A critic in The Daily Telegraph who gave the initials of R.P.M.G. additionally praised Leigh's "pleasing performance as the girl he kills with a knife while she is under a shower". The scene became a career-defining moment for the actress, on which she commented: "I've been in a great many films, but I suppose if an actor can be remembered for one role, then they're very fortunate. And in that sense I'm fortunate." However, she was so affected by the scene when she saw it that she no longer took showers unless she absolutely had to; she would lock all the doors and windows and leave the bathroom and shower door open. She never realized until she first watched the film "how vulnerable and defenseless one is".

Herrmann biographer Steven C. Smith writes that the music for the shower scene is "probably the most famous (and most imitated) cue in film music". A survey conducted by PRS for Music, in 2009, showed that the British public considers the score from 'the shower scene' to be the scariest theme from any film.
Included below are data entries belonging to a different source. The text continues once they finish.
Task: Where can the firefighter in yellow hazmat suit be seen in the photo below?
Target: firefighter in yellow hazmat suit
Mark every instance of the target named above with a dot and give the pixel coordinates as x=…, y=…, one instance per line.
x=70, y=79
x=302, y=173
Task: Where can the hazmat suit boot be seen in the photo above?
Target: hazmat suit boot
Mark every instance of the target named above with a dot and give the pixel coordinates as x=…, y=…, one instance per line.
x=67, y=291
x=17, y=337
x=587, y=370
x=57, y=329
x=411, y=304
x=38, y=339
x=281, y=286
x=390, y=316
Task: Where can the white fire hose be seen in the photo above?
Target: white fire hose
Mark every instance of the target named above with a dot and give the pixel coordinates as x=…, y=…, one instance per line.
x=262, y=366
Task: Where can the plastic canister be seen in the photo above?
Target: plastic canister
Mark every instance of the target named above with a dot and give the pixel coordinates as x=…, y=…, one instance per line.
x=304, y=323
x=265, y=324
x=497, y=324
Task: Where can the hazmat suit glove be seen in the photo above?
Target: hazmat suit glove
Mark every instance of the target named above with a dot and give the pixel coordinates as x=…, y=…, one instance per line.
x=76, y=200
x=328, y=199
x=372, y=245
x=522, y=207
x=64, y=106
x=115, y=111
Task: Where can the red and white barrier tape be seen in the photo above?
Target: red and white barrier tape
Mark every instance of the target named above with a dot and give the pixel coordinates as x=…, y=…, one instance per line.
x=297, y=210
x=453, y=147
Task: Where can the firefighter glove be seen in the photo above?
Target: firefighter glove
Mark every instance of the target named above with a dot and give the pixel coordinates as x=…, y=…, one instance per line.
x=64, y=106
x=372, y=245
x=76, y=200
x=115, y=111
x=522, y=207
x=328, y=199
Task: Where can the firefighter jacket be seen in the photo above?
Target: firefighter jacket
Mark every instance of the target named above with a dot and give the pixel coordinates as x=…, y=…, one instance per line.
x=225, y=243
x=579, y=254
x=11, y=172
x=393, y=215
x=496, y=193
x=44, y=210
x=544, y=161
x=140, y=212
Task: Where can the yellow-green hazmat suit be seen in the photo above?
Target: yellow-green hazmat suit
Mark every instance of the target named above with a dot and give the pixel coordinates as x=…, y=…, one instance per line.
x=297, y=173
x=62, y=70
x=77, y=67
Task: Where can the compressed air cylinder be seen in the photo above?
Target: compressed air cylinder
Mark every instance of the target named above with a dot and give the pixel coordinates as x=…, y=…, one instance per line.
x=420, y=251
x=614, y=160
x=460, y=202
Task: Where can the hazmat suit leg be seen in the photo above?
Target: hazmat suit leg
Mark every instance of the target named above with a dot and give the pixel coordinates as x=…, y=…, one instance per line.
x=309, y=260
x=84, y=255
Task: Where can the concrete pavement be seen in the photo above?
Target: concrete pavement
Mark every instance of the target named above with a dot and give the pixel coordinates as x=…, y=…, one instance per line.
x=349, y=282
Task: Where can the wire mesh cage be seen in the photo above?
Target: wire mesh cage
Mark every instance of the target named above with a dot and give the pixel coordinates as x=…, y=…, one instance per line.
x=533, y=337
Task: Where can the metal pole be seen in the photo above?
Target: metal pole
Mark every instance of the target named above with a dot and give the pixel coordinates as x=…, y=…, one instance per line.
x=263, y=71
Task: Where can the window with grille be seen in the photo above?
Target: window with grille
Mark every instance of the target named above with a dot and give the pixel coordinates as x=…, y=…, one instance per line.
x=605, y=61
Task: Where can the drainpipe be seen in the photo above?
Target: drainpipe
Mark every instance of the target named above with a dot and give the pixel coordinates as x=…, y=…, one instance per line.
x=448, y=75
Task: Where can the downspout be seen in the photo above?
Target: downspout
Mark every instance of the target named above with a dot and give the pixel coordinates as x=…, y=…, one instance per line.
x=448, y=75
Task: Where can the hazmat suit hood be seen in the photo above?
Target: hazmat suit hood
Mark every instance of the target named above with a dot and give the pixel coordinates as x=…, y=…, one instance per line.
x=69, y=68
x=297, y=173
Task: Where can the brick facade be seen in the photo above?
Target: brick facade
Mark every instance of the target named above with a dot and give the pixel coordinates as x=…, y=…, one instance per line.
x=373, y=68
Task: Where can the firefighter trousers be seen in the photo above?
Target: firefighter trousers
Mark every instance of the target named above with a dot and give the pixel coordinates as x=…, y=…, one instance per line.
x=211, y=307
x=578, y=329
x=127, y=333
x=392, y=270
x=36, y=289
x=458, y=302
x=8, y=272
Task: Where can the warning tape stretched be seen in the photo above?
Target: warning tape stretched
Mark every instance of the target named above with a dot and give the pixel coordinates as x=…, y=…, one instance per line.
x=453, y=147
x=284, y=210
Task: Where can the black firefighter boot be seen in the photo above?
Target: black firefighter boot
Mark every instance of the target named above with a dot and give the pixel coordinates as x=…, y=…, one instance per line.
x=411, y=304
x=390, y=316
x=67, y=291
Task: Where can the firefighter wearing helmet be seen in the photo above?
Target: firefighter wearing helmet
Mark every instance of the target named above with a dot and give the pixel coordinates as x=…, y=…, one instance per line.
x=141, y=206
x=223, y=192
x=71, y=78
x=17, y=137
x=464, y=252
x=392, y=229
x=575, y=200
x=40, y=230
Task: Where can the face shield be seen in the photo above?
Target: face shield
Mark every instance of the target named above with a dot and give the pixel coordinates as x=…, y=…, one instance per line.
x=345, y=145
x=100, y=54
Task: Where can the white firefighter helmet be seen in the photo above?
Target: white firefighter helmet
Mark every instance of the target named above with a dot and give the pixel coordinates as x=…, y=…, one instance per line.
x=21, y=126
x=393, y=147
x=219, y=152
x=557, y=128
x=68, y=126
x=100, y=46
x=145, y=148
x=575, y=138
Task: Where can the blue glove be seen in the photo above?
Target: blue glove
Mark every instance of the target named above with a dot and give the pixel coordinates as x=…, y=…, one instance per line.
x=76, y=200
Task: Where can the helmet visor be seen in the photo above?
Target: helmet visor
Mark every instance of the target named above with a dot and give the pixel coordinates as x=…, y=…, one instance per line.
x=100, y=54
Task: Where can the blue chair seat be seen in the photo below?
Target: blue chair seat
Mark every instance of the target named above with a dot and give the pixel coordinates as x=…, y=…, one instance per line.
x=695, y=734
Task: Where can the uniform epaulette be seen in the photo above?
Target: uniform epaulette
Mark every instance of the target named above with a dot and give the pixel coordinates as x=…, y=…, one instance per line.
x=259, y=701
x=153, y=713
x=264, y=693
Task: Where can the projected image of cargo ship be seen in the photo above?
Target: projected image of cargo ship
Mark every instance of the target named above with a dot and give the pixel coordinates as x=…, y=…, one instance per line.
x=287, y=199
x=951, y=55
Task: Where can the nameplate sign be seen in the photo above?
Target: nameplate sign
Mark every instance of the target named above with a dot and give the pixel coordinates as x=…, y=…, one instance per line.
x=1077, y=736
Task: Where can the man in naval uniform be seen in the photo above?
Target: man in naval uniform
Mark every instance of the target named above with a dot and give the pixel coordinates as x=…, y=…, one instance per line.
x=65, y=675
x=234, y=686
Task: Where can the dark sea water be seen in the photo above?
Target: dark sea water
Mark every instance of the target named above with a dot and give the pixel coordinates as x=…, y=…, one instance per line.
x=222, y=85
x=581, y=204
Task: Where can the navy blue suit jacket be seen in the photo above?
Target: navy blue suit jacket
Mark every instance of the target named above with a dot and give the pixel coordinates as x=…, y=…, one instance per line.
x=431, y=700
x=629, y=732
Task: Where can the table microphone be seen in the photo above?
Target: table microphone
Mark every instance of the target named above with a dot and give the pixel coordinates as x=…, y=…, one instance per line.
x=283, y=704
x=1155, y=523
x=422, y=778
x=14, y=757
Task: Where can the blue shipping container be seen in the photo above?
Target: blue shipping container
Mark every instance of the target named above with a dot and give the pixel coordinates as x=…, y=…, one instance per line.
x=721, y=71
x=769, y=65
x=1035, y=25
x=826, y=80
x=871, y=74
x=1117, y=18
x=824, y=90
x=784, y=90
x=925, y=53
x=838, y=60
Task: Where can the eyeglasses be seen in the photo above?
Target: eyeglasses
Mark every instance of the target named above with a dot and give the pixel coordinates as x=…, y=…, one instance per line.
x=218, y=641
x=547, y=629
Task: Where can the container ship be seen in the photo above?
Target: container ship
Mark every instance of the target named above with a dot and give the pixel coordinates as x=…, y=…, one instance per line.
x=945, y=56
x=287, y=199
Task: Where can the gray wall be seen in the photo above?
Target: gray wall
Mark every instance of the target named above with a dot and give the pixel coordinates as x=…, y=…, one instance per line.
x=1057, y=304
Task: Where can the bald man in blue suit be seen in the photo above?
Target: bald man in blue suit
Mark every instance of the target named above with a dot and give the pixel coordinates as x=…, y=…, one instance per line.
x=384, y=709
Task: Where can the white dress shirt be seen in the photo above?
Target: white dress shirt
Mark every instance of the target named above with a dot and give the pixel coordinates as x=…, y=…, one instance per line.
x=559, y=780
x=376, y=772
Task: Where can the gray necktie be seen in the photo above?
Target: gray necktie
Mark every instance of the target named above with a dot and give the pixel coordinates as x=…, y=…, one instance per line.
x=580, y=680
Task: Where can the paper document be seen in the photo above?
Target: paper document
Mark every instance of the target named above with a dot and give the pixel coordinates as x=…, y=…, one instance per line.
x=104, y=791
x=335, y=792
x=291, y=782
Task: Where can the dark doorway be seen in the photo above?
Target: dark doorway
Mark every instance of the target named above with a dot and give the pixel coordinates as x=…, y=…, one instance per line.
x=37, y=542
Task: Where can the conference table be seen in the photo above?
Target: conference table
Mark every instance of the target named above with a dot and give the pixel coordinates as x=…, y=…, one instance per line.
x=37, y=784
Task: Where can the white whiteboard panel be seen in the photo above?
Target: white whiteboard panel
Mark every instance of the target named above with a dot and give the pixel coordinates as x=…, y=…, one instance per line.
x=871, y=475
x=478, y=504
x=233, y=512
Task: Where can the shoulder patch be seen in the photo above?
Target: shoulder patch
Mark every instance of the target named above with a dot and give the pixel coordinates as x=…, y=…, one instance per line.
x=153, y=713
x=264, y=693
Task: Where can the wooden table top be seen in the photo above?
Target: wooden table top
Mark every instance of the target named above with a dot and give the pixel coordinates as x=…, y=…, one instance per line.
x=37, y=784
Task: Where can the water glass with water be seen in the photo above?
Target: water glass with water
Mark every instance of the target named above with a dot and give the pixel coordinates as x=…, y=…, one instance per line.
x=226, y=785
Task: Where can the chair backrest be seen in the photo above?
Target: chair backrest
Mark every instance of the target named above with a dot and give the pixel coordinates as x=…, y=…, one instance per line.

In articles for BBC and The Guardian, musicians such as Rachel Zeffira and Michael Waller noted its influence in modern music, with artists like Busta Rhymes sampling it in their works.

78/52: Hitchcock's Shower Scene, a documentary on its production by Alexandre O. Philippe, was released on October 13, 2017. It features interviews with and analysis by Guillermo del Toro, Peter Bogdanovich, Bret Easton Ellis, Jamie Lee Curtis, Marli Renfro, Karyn Kusama, Eli Roth, Oz Perkins, Leigh Whannell, Walter Murch, Danny Elfman, Elijah Wood, Richard Stanley, and Neil Marshall.